Analytics Pipeline at Inmobi

  • 1. Analytics @ Inmobi Gaurav Agarwal gaurav@inmobi.com
  • 2. Scale Large data sizes ~3B records per day ~= 2.5T uncompressed json ~100 primary, ~300 derived dimensions. ~50 measures. Analysis horizon -years
  • 3. Scope Highly Dynamic Data and Analytic needs Frequent addition of newer dimensions. Very dynamic query patterns. Both canned and ad-hoc reports. Multiple phase-shifted large data streams. Different kind of consumers – sales, analyst, execs, machines.
  • 4. The Beginnings: Perl to MR (Hadoop).. Logs summarized using perl. Low volumes (order of hundred thousand). Perl could not handle increased volumes (millions). (2Q, 2010) MR jobs to aggregate logs and populate DB (3 machine cluster) DB views increased ; creating MR jobs time consuming, error prone and hard. (3Q, 2010)
  • 5. Solving for Pipeline - Pig MR: New job per need ; known by few. Pig: Well suited for medium complexity pipeline jobs. Data gets aggregated using Pig and pushed to DB for analytics.
  • 6. Analytics gets complex Business evolved; complex analytics needed. DB suffers ‘limited angle view’ problems. Proliferation of materialized views. Hive: not mature (early 2011), too much resource on small/medium clusters, lot of flux, not optimal, difficult to fix things and add features. Back to Pig: Team of engineers writing ad-hoc pig scripts for business; Performance only as good as person writing the query – very low productivity.
  • 7. Realization Frequently ‘tools’ don’t work as intended. Too much customizations and constant tuning. Difficult to absorb the dynamics of the data. Too generic and not optimal for our data models and cluster size. Parts of the required stack – difficult to integrate and maintain. Pig not suited for analytics by business. Too much technical knowledge needed.
  • 8. Yoda Developed in-house system to satisfy ad- hoc analytics. Complete Stack (ETL, Query Processor, Query Builder, Visualization) on top of Hadoop, for processing logs & analytics. (Q1, 2011) SQL like operations like Select, Sum, Avg Min, Max, Count, Distinct, Decode, Expressions, GroupBy, Where, Having, Decode, UDF, UDAF etc.
  • 9. Yoda cont.. Heavily optimize storage and queries for the data model.
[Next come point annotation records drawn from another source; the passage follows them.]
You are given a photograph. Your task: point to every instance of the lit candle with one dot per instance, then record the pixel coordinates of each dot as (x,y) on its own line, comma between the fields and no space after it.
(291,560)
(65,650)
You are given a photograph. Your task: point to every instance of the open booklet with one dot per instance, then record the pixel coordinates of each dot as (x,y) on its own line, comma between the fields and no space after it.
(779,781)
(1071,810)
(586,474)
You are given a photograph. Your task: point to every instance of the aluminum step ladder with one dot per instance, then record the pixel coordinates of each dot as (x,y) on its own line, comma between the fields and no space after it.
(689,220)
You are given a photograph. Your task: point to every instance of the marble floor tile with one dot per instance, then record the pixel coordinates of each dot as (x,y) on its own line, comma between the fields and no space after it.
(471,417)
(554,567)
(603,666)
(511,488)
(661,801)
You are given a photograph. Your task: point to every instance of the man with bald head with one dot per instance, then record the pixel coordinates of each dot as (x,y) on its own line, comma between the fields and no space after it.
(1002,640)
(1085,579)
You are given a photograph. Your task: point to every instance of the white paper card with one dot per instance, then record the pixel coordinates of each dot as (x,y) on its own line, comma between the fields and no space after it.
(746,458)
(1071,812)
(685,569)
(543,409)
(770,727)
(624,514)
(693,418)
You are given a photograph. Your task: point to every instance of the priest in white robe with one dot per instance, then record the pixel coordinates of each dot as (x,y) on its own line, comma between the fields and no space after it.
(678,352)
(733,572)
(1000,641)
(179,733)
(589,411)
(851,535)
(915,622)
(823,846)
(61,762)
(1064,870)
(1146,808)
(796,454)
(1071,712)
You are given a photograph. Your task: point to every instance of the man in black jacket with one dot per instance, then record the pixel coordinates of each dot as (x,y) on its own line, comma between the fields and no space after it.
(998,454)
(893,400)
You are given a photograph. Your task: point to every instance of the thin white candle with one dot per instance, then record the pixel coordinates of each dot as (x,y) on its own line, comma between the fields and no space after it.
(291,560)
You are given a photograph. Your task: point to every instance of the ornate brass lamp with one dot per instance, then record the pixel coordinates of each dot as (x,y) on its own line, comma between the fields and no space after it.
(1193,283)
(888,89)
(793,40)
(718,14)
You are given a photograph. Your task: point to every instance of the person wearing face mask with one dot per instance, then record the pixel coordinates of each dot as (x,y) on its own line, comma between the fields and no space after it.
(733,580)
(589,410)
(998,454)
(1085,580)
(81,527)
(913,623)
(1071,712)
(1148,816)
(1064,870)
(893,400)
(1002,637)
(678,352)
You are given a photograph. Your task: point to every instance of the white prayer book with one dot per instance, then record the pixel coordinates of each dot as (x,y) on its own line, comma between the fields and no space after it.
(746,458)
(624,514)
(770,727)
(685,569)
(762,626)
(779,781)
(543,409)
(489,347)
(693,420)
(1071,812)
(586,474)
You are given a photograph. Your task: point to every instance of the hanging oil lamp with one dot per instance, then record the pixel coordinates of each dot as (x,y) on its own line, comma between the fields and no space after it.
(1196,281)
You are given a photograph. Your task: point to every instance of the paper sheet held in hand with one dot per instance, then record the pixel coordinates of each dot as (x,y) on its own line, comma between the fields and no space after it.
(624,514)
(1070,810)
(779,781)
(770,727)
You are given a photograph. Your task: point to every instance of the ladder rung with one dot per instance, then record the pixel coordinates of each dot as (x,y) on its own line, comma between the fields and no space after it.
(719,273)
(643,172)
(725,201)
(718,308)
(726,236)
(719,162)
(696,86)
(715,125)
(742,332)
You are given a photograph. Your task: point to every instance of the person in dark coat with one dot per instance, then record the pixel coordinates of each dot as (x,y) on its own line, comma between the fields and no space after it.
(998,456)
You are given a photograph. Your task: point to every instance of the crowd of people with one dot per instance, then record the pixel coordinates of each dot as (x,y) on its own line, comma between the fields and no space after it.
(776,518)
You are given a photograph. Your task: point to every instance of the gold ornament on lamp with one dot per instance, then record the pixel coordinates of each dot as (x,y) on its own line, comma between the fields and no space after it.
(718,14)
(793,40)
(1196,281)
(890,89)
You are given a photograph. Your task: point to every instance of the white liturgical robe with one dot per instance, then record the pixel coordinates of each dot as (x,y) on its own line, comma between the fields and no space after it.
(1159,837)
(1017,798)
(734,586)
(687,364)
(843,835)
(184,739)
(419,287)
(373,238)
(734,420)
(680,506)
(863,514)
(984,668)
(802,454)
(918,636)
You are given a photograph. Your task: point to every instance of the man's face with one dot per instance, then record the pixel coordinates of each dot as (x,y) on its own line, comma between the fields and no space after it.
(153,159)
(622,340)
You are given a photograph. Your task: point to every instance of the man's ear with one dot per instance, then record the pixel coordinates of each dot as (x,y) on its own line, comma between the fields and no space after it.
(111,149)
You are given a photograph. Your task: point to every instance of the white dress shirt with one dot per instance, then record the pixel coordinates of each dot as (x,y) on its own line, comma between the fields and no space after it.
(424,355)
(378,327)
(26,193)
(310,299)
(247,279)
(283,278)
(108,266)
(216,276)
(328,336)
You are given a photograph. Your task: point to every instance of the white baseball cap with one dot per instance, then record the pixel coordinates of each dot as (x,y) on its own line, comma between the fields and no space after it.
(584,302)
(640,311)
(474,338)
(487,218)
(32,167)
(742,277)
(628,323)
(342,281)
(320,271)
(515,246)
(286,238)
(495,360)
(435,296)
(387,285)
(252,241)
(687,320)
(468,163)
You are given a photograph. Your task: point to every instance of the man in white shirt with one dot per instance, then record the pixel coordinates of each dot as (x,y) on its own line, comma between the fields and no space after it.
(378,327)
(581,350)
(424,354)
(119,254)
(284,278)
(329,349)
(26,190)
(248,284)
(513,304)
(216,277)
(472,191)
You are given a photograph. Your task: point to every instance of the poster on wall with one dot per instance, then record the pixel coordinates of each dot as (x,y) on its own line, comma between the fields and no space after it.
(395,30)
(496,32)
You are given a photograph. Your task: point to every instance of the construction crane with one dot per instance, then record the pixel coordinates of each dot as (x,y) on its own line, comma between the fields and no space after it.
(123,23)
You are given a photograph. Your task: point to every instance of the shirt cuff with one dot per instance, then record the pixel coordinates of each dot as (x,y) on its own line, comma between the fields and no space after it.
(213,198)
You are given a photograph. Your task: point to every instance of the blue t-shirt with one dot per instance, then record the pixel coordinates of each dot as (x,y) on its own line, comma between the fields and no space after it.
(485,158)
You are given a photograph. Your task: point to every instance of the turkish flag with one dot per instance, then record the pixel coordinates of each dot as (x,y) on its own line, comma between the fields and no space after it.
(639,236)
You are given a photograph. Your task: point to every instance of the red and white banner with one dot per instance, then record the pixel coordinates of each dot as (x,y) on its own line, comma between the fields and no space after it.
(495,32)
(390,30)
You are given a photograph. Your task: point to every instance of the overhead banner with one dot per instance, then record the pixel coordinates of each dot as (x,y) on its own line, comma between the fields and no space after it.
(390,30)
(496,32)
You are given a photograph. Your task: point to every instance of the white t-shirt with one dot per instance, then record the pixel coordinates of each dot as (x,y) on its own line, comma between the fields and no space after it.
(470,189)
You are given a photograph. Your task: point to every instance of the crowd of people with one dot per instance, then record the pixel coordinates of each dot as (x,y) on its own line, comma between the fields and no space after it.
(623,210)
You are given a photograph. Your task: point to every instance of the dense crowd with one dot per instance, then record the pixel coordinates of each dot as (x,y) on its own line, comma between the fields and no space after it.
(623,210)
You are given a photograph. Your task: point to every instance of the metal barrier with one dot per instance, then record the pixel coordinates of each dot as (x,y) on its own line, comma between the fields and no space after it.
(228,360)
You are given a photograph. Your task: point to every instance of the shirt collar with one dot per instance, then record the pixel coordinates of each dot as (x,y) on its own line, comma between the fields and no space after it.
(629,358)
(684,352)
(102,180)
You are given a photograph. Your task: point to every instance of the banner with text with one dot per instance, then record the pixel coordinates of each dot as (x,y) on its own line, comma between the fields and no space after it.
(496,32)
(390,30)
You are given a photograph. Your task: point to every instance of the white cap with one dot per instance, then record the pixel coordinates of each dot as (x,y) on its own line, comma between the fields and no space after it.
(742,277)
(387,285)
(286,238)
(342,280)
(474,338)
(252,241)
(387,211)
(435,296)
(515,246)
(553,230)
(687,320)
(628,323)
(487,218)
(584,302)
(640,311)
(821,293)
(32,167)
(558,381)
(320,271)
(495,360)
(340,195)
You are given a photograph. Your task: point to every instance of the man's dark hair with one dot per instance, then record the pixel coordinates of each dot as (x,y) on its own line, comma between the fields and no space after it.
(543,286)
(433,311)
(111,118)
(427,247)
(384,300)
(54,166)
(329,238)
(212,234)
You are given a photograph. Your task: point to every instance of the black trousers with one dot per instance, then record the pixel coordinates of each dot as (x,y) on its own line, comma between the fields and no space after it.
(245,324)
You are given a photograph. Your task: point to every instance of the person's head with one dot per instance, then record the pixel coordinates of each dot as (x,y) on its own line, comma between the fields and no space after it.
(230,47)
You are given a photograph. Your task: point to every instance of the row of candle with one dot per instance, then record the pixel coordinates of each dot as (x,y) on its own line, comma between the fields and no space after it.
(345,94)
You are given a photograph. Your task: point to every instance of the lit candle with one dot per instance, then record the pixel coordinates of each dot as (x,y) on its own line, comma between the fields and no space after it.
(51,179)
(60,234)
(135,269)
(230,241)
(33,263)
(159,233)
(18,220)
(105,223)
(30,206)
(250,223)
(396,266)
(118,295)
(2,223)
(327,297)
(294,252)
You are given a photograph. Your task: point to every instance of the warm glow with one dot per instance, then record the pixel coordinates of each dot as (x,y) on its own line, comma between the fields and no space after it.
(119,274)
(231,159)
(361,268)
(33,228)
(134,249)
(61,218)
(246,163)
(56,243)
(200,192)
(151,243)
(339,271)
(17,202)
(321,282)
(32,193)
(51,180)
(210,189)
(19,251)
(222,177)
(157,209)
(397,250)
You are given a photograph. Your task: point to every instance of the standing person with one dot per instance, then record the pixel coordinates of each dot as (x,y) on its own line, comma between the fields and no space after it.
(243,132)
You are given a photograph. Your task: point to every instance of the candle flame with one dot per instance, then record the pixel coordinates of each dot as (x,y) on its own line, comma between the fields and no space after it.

All the fact data streams and metadata in a coherent, seamless view. Platform–UI as well as API (to embed the functionality it in other apps).
  • 10. Life of a Query UI Optimizations Validate Select Convert to Metadata-> Query Metadata protbuf Fact Create Joins promotions: Select Cube Estimate cost Transmit GroupBy Select Priority Json Select Optimal Determine Where grain Split size Collect data (Reducer) (Mapper) (Driver) Do Aggregate Filter Push Down Format and at record Optimize output CSV Apply Formula reconstruction. query via Fact filters. reorganizatio Update Perform Join. n status Having Dim Filter. Select/Group Generate MR Notify user Top N Partial spec. aggregation
  • 11. What worked Efficiency in modeling and joins Solid data modeling. Wasteful to perform joins on the fly. Single-stage MR to both group and join. Map side metadata joins – efficient horizontal, vertical & filtered data load. Pre-join metadata once.
  • 12. What worked cont.. Simplicity: Transparent Cube and Aggregate selection (no From or Join clause). Ability to absorb data dynamics. Intuitive query builder. Analytics - not ‘just’ query. Support for ‘scheduled’ ad-hoc queries.